Purpose: The objective of this study was to design a multiplex PCR assay for the simultaneous detection of Salmonella, Shigella, Listeria monocytogenes and Verocytoxogenic Escherichia coli(VTEC) in fresh produce.
Methods: Two pre-enrichment media (TSB: tryptic soy broth and UPB: universal enrichment broth) were evaluated. A cocktail of 8 Salmonella, 7 Listeria monocytogenes, 4 Shigella and 2 VTEC strains, previously individually stressed on stainless steel chips (drying 2 h under laminar flowhood) was inoculated (10-100 cells each one) on carrots, lettuce, tomato, broccoli and jalapeño pepper and incubated at 35°C/18h in TSB and UPB. Pathogens quantification was performed along pre-enrichment in selective media for each pathogen supplemented with antibiotics (ASB+100 ppm of rifampicina, MOX+20 ppm of nalidixic acid, and XLD without antibiotics). Multiplex PCR was performed after 18h of pre-enrichment in both media and five produce. Volume of reaction was 20µl containing master mix (Quiagen) and specific primers for the following target genes: InvA (F:CGCGCTTGATGAGCTTTACC; R:CTCGTAATTCGCCGCCATTG), IpaH (F:CGCGCTCACATGGAACAATC; R: TCCCGACACGCCATAGAAAC), Hly (F:CTGCAAGTCCTAAGACGCCA; R: CTTCACTGATTGCGCCGAAG, and Stx1 (F:GATCAGTCGTACGGGGATGC; R: ATTGTGCGTAATCCCACGGA).
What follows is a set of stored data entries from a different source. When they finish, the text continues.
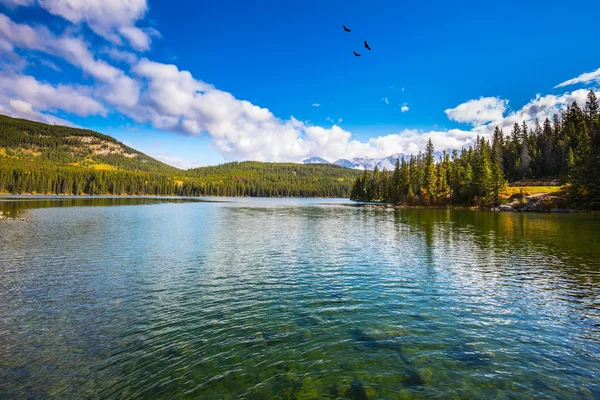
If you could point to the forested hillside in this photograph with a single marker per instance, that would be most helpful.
(566, 148)
(47, 159)
(64, 145)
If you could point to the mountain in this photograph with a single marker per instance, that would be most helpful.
(368, 163)
(316, 160)
(51, 159)
(388, 163)
(64, 145)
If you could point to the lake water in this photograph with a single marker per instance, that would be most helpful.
(304, 299)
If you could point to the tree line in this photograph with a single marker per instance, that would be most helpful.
(566, 148)
(232, 179)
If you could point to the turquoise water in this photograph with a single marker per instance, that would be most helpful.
(296, 299)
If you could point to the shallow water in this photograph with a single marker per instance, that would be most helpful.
(288, 298)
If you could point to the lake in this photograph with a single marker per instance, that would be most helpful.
(295, 299)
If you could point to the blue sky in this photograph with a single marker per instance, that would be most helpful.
(197, 83)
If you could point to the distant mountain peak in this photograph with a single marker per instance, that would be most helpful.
(316, 160)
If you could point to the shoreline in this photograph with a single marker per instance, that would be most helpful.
(499, 209)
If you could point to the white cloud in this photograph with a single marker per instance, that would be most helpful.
(50, 65)
(173, 100)
(478, 112)
(120, 55)
(45, 97)
(583, 78)
(111, 19)
(119, 89)
(16, 3)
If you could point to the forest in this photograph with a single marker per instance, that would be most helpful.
(566, 148)
(48, 159)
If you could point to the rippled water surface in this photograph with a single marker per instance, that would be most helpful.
(296, 299)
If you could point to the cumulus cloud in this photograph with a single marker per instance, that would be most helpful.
(173, 100)
(16, 3)
(23, 90)
(478, 112)
(50, 65)
(583, 78)
(111, 19)
(120, 90)
(120, 55)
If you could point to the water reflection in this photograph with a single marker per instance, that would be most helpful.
(265, 299)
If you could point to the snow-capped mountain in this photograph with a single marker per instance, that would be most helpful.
(388, 163)
(316, 160)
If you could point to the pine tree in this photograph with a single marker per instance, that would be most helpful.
(430, 170)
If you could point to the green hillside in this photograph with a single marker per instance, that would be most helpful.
(25, 139)
(49, 159)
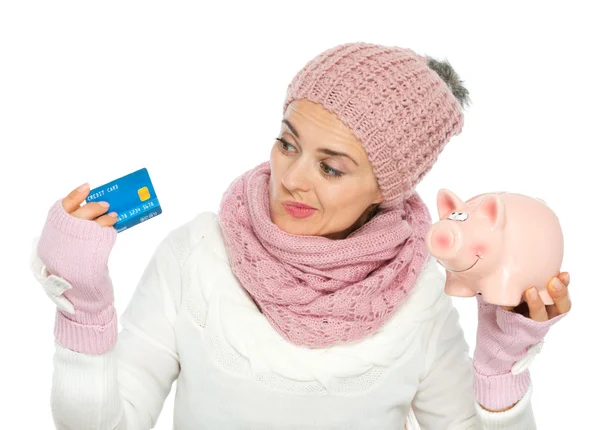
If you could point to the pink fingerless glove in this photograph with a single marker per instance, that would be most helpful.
(504, 339)
(77, 251)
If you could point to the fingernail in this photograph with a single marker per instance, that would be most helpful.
(557, 284)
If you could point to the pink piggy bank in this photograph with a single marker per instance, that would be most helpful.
(499, 244)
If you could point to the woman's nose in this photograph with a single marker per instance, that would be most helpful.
(296, 177)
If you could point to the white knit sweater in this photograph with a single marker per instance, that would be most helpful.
(189, 320)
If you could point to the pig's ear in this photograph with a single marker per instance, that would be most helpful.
(447, 202)
(492, 208)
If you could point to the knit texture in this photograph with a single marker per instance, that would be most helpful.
(77, 251)
(503, 338)
(401, 110)
(317, 291)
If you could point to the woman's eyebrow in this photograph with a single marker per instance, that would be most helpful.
(323, 150)
(291, 127)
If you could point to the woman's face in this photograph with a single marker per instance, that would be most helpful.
(308, 166)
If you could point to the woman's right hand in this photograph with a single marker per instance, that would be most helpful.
(73, 251)
(93, 211)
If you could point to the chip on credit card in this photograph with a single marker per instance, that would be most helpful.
(131, 196)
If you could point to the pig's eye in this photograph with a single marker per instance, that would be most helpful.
(461, 216)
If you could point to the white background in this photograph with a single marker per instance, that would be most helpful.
(90, 91)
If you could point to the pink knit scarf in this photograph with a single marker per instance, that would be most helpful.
(317, 291)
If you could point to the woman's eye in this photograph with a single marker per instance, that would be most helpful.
(283, 144)
(328, 171)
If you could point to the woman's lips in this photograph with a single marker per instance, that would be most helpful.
(298, 212)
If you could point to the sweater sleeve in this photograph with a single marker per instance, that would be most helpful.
(445, 397)
(125, 388)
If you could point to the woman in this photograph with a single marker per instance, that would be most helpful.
(309, 300)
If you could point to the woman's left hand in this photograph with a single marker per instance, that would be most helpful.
(507, 340)
(533, 307)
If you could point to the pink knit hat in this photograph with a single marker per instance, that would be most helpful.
(403, 107)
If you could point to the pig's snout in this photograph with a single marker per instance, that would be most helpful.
(443, 241)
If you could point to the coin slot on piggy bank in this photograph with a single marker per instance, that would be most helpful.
(499, 244)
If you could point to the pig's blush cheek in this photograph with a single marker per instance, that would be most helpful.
(479, 249)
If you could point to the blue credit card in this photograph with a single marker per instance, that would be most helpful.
(131, 196)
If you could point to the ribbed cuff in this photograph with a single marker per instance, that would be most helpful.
(86, 338)
(501, 391)
(520, 417)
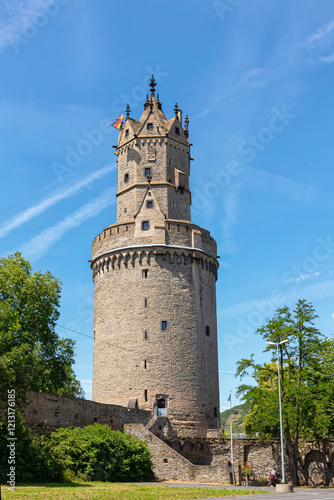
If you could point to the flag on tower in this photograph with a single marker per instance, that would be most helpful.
(118, 123)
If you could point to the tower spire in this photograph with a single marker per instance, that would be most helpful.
(152, 85)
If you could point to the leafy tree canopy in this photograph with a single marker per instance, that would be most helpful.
(32, 356)
(307, 370)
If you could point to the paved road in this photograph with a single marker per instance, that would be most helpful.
(299, 493)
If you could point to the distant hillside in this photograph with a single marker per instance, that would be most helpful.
(238, 414)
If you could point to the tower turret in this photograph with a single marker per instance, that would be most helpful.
(155, 330)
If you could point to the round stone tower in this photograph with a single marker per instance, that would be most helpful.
(155, 272)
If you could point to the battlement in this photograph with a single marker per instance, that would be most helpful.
(176, 232)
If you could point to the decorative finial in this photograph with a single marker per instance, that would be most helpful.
(152, 85)
(186, 122)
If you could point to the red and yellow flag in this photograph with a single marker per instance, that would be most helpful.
(118, 123)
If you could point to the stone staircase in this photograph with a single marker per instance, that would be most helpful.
(169, 465)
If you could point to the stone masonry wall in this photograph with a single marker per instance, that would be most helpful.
(180, 362)
(316, 458)
(177, 233)
(50, 412)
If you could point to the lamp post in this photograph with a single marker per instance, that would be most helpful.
(280, 405)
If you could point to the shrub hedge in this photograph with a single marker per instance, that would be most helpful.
(93, 453)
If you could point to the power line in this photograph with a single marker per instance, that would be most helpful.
(104, 342)
(74, 331)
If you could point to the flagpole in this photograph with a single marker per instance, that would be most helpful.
(231, 428)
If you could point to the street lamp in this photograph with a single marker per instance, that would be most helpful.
(280, 405)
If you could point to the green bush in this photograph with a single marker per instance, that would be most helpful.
(33, 460)
(97, 453)
(93, 453)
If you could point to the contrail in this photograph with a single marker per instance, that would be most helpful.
(34, 211)
(39, 245)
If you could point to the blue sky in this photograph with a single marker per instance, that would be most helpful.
(257, 79)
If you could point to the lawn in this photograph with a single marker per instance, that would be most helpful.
(115, 491)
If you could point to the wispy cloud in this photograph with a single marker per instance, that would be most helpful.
(15, 16)
(34, 211)
(320, 290)
(320, 44)
(230, 205)
(39, 245)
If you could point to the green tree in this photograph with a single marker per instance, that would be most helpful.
(307, 370)
(32, 356)
(97, 453)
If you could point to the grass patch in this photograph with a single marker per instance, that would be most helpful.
(116, 491)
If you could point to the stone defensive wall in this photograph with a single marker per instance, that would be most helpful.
(316, 466)
(47, 412)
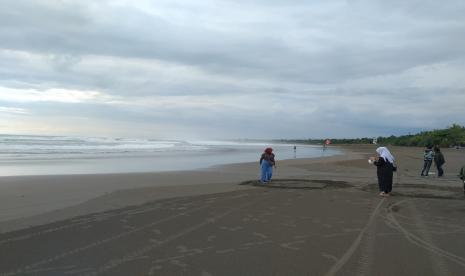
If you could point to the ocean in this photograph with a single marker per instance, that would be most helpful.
(46, 155)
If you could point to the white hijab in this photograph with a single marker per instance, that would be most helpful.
(385, 154)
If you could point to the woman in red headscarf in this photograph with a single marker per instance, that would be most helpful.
(266, 165)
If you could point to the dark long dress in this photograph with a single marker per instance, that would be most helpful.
(385, 175)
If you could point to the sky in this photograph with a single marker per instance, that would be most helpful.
(219, 69)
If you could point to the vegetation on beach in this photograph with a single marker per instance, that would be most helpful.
(452, 136)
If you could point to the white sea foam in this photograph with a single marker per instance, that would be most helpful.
(33, 155)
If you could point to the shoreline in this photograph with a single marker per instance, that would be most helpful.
(205, 223)
(27, 201)
(32, 200)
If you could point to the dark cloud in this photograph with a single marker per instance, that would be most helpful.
(299, 68)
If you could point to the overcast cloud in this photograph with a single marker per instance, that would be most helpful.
(231, 69)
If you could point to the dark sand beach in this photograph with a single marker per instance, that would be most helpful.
(320, 216)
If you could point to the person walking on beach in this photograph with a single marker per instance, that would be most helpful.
(439, 160)
(428, 157)
(385, 168)
(462, 176)
(267, 163)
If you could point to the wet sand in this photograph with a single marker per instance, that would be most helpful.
(321, 217)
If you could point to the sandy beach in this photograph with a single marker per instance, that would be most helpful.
(320, 216)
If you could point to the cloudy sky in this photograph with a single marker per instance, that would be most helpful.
(231, 68)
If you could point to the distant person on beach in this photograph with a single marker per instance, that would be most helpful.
(428, 157)
(385, 168)
(462, 176)
(267, 163)
(439, 160)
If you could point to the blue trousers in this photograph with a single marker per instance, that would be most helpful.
(266, 171)
(426, 167)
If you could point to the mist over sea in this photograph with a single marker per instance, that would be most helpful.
(45, 155)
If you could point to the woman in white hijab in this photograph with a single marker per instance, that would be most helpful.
(385, 168)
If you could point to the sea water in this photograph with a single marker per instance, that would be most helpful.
(45, 155)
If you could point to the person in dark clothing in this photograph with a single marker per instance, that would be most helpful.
(428, 157)
(385, 168)
(267, 163)
(439, 160)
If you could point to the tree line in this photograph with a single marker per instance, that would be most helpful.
(448, 137)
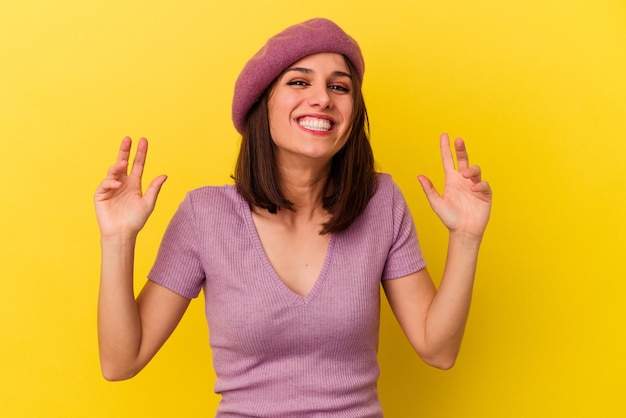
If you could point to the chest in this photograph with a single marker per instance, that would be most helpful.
(296, 254)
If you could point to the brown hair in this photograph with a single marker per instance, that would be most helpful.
(351, 180)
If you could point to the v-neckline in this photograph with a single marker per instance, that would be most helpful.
(276, 280)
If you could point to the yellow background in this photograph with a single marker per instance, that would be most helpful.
(536, 87)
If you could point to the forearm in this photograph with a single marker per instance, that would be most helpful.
(119, 324)
(447, 316)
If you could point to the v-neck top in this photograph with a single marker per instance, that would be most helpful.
(277, 353)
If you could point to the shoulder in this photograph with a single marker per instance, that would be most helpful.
(387, 191)
(212, 196)
(212, 202)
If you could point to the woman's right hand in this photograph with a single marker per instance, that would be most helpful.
(122, 208)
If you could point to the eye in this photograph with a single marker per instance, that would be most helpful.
(339, 88)
(300, 83)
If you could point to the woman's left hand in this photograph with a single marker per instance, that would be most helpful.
(465, 204)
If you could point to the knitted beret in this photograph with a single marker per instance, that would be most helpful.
(282, 50)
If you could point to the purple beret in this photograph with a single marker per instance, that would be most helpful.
(282, 50)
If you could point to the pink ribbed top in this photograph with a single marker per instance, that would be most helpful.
(276, 353)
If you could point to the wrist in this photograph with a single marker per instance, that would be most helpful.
(465, 239)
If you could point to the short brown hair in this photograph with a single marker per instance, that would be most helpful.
(351, 181)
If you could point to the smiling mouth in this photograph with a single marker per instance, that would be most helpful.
(315, 124)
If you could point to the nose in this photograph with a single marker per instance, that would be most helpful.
(319, 96)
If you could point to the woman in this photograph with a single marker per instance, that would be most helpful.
(291, 257)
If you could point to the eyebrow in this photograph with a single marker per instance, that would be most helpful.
(310, 71)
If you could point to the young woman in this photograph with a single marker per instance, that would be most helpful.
(292, 256)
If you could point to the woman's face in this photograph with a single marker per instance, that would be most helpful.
(310, 108)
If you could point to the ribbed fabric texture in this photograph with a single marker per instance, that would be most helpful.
(276, 353)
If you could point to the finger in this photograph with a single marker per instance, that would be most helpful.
(482, 187)
(429, 190)
(140, 158)
(124, 152)
(462, 158)
(446, 153)
(473, 173)
(107, 185)
(152, 192)
(117, 169)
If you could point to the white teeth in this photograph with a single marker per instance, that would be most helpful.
(315, 124)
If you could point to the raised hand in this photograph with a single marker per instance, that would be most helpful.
(465, 204)
(121, 206)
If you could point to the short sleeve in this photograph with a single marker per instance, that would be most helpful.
(178, 266)
(405, 255)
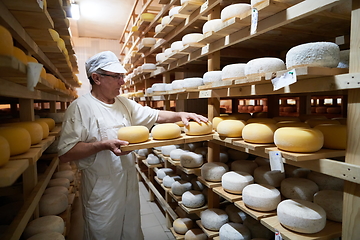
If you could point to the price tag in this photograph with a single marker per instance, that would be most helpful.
(254, 20)
(286, 79)
(276, 163)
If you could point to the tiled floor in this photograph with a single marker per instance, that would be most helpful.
(153, 222)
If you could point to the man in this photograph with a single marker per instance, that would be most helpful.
(109, 191)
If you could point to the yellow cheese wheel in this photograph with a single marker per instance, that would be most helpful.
(134, 134)
(4, 151)
(297, 139)
(202, 128)
(335, 135)
(259, 132)
(18, 138)
(6, 42)
(166, 131)
(231, 128)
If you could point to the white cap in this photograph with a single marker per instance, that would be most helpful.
(106, 60)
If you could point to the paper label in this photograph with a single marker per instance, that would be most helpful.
(286, 79)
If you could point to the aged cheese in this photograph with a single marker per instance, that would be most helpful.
(301, 216)
(297, 139)
(166, 131)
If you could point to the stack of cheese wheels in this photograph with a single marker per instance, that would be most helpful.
(133, 134)
(195, 128)
(261, 197)
(316, 54)
(335, 135)
(233, 71)
(301, 216)
(259, 132)
(298, 139)
(239, 10)
(230, 128)
(235, 181)
(166, 131)
(18, 138)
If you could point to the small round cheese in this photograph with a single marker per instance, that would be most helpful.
(301, 216)
(166, 131)
(297, 139)
(259, 132)
(235, 181)
(316, 54)
(213, 171)
(133, 134)
(263, 65)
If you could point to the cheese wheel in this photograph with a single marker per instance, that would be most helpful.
(235, 181)
(316, 54)
(166, 131)
(213, 218)
(335, 136)
(259, 132)
(297, 139)
(332, 202)
(18, 138)
(133, 134)
(4, 151)
(301, 216)
(44, 224)
(195, 128)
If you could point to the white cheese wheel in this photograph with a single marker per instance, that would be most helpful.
(182, 225)
(297, 139)
(133, 134)
(264, 175)
(235, 181)
(191, 38)
(230, 231)
(193, 199)
(299, 188)
(213, 171)
(180, 186)
(259, 132)
(263, 65)
(316, 54)
(165, 131)
(332, 202)
(191, 160)
(44, 224)
(301, 216)
(234, 10)
(195, 128)
(52, 204)
(212, 25)
(230, 128)
(261, 197)
(213, 218)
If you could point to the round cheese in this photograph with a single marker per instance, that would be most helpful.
(213, 218)
(44, 224)
(191, 160)
(195, 128)
(332, 202)
(316, 54)
(297, 139)
(166, 131)
(235, 181)
(259, 132)
(213, 171)
(264, 65)
(235, 10)
(301, 216)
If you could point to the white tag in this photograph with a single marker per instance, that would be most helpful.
(254, 20)
(276, 163)
(286, 79)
Results: The maximum population (Log CFU/ml) in TSB and UPB, respectively, were: 6.68-7.76 and 6.39-7.64 for Shigella, 5.39-7.16 and 6.33-6.88 for Salmonella, 5.22-6.72 and 5.60-6.14 for Listeria monocytogenes and 7.52-8.16 and 7.02-8.28 for VTEC. The multiplex PCR assay was able to detect all pathogens after 18 h of pre-enrichment.
Significance: These results can potentially lead to more rapid and sensitive methods for foodborne pathogen detection in fresh produce.